Dass Eötvös sein Werk der Elbphilharmonie auf den Leib komponiert hat, verleugnete auch die Kölner Zweitaufführung des Stücks nicht. Schon wegen der großen Orgel der Bonner Firma Klais, die nicht nur Soloinstrument seines Stücks „Multiversum“ ist, sondern auch wegen der Hamburger Hausorganistin Iveta Apkalna, die auch die weiteren Aufführungen auf der Tour spielt. In Köln kann die auf einen vielschichtigen Raumklang hin abzielende Uraufführungssituation freilich noch gut rekonstruiert werden, besser jedenfalls als in klassischen „Schuhkarton“-Sälen, wie es das Concertgebouw in Amsterdam ist, wo sie das Stück einstudiert haben und wo es dann in der kommenden Woche zu erleben sein wird. Und auch in Köln kann Apkalna eine Klais-Orgel spielen, die – wie in Hamburg – über einen mobilen Spieltisch verfügt, der sich vors Orchester schieben lässt.

Eötvös stellt dem Klang der Pfeifenorgel noch den einer (von László Fassang gespielten) Hammond-Orgel gegenüber, deren elektrisch verstärkte Töne aus im Raum verteilten Lautsprechern dringen.
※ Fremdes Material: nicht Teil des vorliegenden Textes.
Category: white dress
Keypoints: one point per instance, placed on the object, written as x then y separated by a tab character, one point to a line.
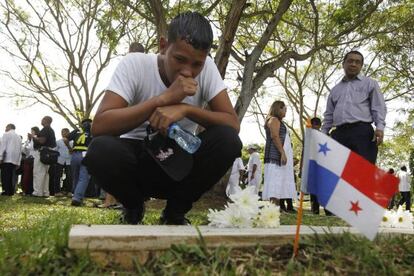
279	181
257	179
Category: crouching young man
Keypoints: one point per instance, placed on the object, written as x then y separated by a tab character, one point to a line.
158	90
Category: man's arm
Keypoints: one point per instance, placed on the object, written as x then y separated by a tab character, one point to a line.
274	127
378	112
221	113
328	115
115	117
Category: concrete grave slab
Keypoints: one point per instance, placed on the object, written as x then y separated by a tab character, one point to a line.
126	244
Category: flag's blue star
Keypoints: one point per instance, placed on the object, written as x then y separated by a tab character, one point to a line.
324	148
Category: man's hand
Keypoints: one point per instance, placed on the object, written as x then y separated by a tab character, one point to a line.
283	159
164	116
379	136
178	90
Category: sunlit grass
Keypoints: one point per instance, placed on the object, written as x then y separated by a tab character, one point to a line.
34	235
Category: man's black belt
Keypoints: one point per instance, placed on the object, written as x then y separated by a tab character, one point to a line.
351	125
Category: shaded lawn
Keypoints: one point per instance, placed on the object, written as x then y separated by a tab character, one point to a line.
34	233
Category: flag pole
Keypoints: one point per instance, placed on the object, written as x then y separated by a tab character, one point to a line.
300	210
298	223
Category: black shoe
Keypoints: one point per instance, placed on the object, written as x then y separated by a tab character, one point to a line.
292	211
76	203
174	219
133	216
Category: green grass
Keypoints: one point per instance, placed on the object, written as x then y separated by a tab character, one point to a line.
34	236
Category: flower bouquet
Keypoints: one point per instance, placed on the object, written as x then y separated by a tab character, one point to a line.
246	211
397	219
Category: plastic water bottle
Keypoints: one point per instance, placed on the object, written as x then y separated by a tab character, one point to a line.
184	139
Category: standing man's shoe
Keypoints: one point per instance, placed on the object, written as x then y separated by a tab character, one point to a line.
133	216
173	219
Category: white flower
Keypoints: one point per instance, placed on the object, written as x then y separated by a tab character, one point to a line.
245	212
403	219
388	219
269	216
232	216
247	200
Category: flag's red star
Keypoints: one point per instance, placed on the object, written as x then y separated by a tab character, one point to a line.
355	207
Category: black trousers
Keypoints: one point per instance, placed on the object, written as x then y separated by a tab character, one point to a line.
7	174
124	169
67	182
358	138
405	198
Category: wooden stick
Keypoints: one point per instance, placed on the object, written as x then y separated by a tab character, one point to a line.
298	223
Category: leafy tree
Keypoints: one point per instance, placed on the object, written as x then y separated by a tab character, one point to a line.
60	49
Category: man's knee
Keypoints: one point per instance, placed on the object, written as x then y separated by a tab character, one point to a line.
228	141
100	152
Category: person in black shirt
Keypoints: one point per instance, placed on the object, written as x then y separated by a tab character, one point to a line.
46	138
81	139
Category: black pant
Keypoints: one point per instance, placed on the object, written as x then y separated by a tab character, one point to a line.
7	178
405	198
124	169
67	182
358	138
288	206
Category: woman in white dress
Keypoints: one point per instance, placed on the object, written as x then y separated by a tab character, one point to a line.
234	180
279	180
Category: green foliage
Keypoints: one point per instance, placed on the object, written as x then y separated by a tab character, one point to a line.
34	236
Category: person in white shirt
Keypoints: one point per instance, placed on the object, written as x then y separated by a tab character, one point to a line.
63	146
157	90
405	188
10	157
254	168
236	172
29	151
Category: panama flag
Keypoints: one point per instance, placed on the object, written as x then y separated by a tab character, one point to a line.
345	183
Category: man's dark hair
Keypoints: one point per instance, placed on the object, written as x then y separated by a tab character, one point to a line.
136	47
36	130
354	52
316	121
193	28
11	126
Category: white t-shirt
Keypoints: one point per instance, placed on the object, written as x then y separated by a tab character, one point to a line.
405	181
136	79
237	166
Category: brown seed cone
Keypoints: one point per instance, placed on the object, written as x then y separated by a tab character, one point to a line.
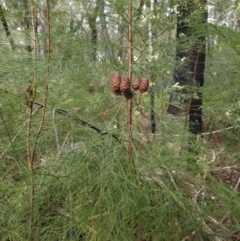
136	82
143	87
115	83
125	85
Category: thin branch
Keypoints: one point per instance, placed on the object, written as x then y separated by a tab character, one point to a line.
6	27
85	123
130	97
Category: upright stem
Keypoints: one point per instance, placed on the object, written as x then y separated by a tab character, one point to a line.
129	99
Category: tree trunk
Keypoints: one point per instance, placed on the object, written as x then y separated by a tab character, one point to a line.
190	61
6	28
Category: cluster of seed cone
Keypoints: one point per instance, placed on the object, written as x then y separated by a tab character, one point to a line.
123	84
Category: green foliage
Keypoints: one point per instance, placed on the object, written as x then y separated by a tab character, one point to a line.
85	186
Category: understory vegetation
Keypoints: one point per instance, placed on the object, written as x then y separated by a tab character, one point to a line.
85	187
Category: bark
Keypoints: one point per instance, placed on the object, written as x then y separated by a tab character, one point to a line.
105	34
190	62
6	27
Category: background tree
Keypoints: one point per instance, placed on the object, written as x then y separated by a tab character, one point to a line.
190	62
84	186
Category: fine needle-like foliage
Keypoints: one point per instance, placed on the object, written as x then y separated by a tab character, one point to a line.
82	158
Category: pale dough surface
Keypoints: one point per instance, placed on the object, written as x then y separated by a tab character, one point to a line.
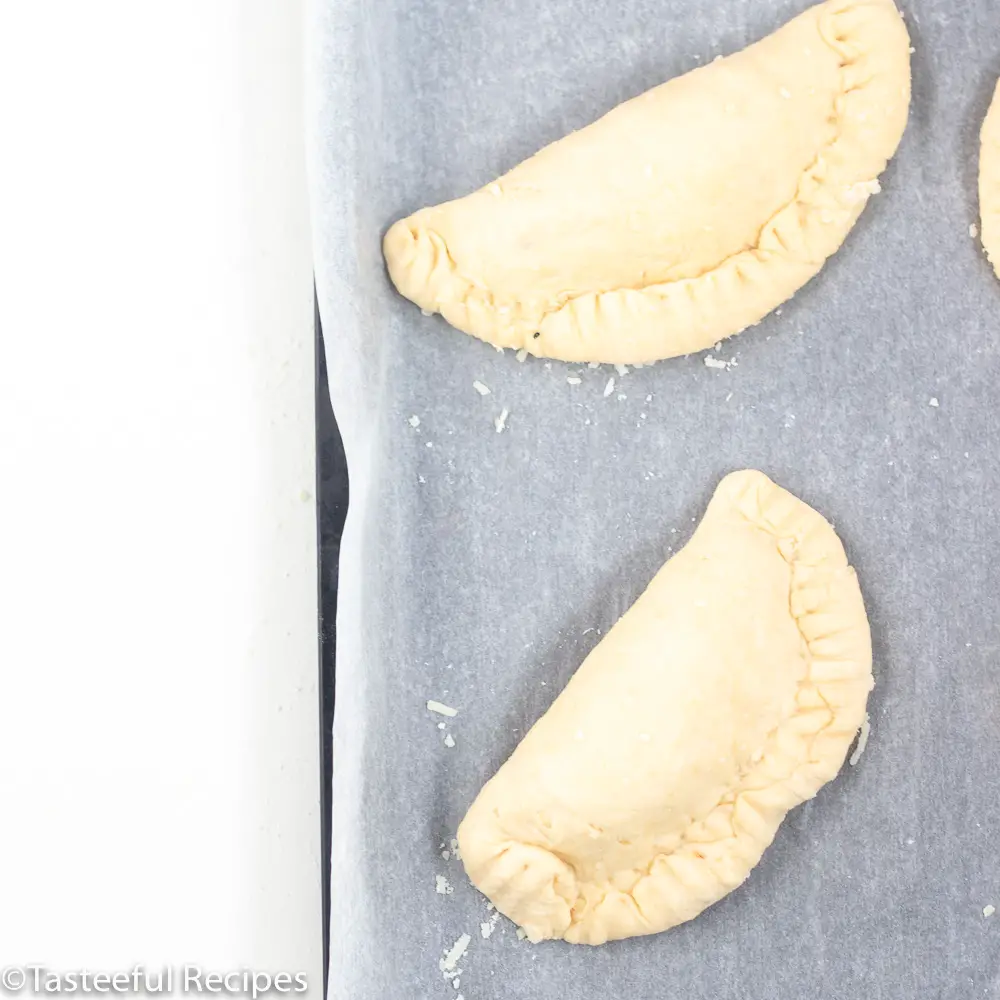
727	694
989	182
682	216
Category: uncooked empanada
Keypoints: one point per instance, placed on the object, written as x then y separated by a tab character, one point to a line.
727	694
989	182
682	216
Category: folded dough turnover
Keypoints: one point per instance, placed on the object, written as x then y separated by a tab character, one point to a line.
727	694
682	216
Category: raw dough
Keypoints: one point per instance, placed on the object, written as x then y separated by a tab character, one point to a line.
729	693
989	182
682	216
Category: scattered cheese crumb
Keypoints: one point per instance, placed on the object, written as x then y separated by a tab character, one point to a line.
863	733
861	191
454	955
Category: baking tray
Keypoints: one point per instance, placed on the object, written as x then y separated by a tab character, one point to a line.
478	568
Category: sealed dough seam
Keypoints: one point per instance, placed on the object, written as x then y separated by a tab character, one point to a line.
797	238
752	810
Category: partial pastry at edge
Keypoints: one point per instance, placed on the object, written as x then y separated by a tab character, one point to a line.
682	216
729	693
989	182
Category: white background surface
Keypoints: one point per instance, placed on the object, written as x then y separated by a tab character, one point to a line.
158	710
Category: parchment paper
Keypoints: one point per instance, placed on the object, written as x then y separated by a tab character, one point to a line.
478	567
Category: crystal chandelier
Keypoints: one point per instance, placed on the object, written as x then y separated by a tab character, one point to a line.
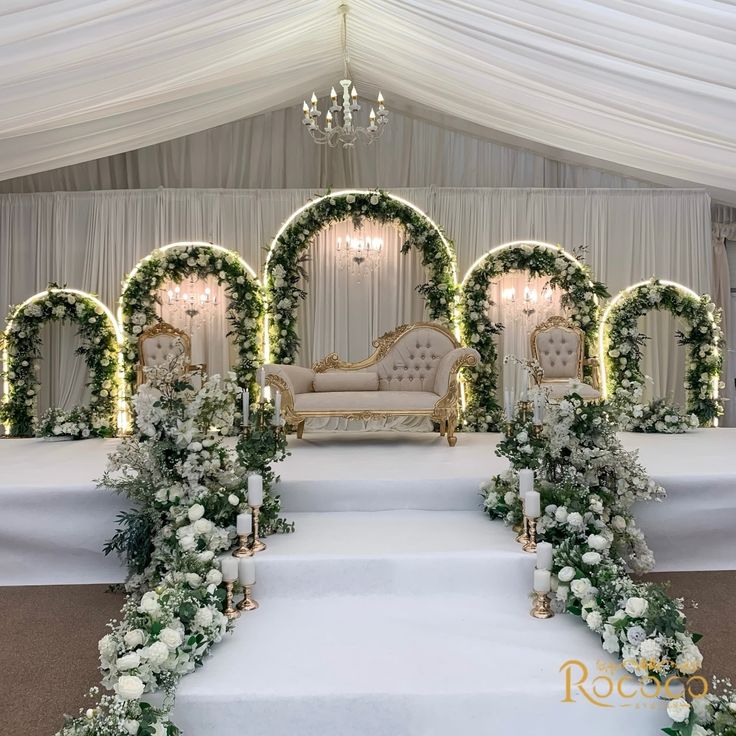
359	253
346	132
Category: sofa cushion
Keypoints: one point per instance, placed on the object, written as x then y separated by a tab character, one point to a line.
411	364
365	401
345	381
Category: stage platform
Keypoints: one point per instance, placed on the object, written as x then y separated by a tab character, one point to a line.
55	520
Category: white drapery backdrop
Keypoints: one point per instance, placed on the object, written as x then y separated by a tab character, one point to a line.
90	240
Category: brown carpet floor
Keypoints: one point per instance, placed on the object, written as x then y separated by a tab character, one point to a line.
48	650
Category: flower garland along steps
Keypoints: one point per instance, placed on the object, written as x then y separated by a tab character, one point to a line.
180	261
188	488
623	349
285	270
588	485
580	294
22	349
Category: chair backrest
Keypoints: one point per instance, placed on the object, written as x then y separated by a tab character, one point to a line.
160	343
411	362
557	345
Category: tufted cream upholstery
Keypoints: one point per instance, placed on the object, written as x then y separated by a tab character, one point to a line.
559	353
157	348
411	365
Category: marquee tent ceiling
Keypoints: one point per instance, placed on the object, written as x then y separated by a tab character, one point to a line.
646	84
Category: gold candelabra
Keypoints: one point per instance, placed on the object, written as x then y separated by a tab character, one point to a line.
230	611
541	607
248	603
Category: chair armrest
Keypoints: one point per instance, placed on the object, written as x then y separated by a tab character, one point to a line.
449	366
299	380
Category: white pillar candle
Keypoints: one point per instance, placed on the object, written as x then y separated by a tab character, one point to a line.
246	407
229	569
247	571
255	490
544	556
526	482
244	524
276	418
542	581
532	504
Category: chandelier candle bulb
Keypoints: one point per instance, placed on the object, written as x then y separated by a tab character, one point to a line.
532	504
255	491
247	571
526	483
229	569
542	579
544	556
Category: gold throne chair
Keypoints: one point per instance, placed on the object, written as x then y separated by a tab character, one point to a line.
558	347
160	343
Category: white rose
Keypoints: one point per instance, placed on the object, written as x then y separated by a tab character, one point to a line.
203	617
193	579
591	558
134	638
157	653
203	526
149	604
636	607
618	523
678	710
170	637
129	687
128	661
580	587
196	512
597	542
561	515
214	577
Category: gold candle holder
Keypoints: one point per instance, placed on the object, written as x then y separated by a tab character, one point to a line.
230	611
248	603
257	545
243	550
530	545
541	607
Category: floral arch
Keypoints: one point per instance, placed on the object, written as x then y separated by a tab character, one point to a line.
284	268
178	261
621	345
21	346
580	295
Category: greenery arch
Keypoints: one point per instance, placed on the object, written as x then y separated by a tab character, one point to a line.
580	295
21	343
178	261
284	262
621	344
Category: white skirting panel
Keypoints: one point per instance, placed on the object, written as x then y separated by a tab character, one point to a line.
54	521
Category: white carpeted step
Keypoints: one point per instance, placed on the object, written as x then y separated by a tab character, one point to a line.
403	666
391	552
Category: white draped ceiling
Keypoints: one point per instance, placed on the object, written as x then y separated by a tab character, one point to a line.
645	85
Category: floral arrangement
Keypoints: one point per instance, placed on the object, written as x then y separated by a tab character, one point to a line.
188	487
624	346
80	423
588	485
579	297
245	304
22	341
285	269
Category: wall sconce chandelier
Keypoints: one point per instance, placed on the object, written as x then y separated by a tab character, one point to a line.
340	126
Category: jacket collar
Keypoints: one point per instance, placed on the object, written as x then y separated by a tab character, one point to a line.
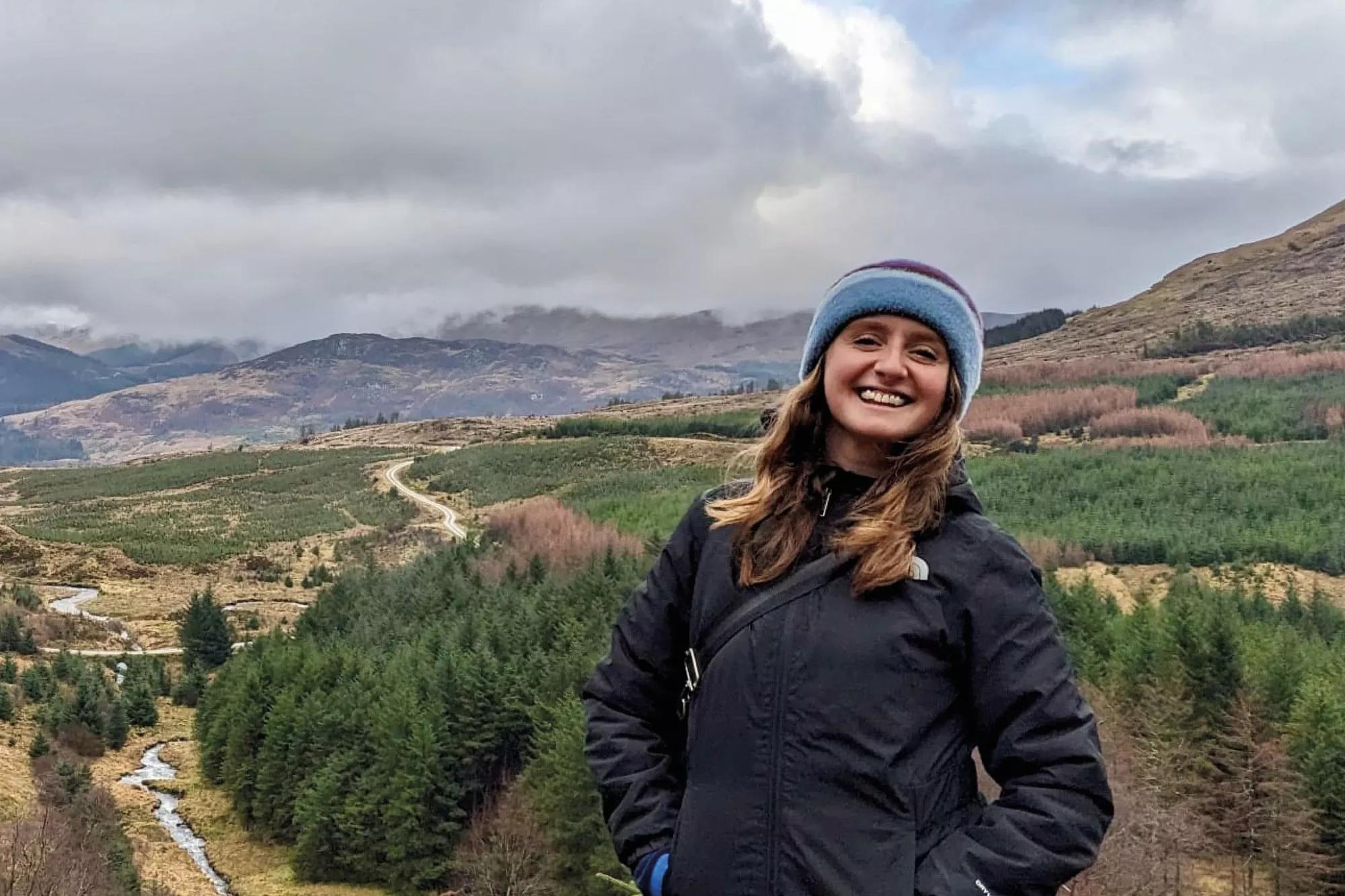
962	497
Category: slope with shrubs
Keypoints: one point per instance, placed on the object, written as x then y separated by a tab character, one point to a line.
1277	397
1280	503
618	479
202	509
427	719
407	696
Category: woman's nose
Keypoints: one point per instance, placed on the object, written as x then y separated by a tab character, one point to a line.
891	362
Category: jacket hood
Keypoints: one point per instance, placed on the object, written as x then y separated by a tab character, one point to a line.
962	497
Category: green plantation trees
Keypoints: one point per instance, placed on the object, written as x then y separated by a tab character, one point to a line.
204	633
560	787
232	502
15	637
1196	506
404	700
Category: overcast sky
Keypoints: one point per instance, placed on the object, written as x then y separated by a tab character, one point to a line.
291	170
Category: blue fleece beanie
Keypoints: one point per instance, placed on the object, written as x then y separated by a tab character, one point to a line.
911	290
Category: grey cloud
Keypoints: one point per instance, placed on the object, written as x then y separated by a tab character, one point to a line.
293	170
488	99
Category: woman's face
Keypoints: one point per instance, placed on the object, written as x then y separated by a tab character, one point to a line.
886	378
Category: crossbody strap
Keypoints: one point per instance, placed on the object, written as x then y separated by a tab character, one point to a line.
739	616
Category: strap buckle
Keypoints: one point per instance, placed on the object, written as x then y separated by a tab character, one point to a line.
692	666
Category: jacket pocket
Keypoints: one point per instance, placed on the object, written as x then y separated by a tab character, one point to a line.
669	885
905	864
Auch im Orchester spielt Eötvös mit dem Raum, hat die Streicher komplett nach links verlagert, die Holzbläser sitzen alle rechts, dazwischen das Blech und an der Rückwand verteilt eine riesige Schlagwerkbatterie.

Die multiplen Klangräume in „Multiversum“ spiegeln sozusagen den Weltraum wider. Im Vorwort zu seiner Partitur zitiert Eötvös den US-Physiker Edward Witten und seine Forschungen zum elfdimensionalen Raum. Anders als sein Kölner Weggefährte aus den 1960er Jahren, Karlheinz Stockhausen, verfällt Eötvös keiner spirituell-mystischen Kosmologie, sondern bleibt in seinen Klangerfindungen eher von diesseitiger Natur. Die ersten Orgeltöne klingen sogar überraschend vertraut, wenn sie Johann Sebastian Bachs berühmte d-Moll-Toccata zitieren. Schwer machen möchte Eötvös es seinem Publikum nicht.

Das neu sortierte Orchester fällt durch Klangsequenzen von tiefem Blech und Schlagwerk auf, daneben – aus anderen Dimensionen – hört man auch irisierende und schwebende Klänge. Wie das Orchester unter Eötvös' klarer Zeichengebung diese Klänge produziert, ist schlicht großartig. Wenn die Streicher nach langer Pause plötzlich ein paar 32-stel-Noten hinwischen, oder die Solotrompete ihren gedämpften Klang ganz präsent in den Raum stellt, ist die besondere Qualität der Musiker aus Amsterdam deutlich zu vernehmen.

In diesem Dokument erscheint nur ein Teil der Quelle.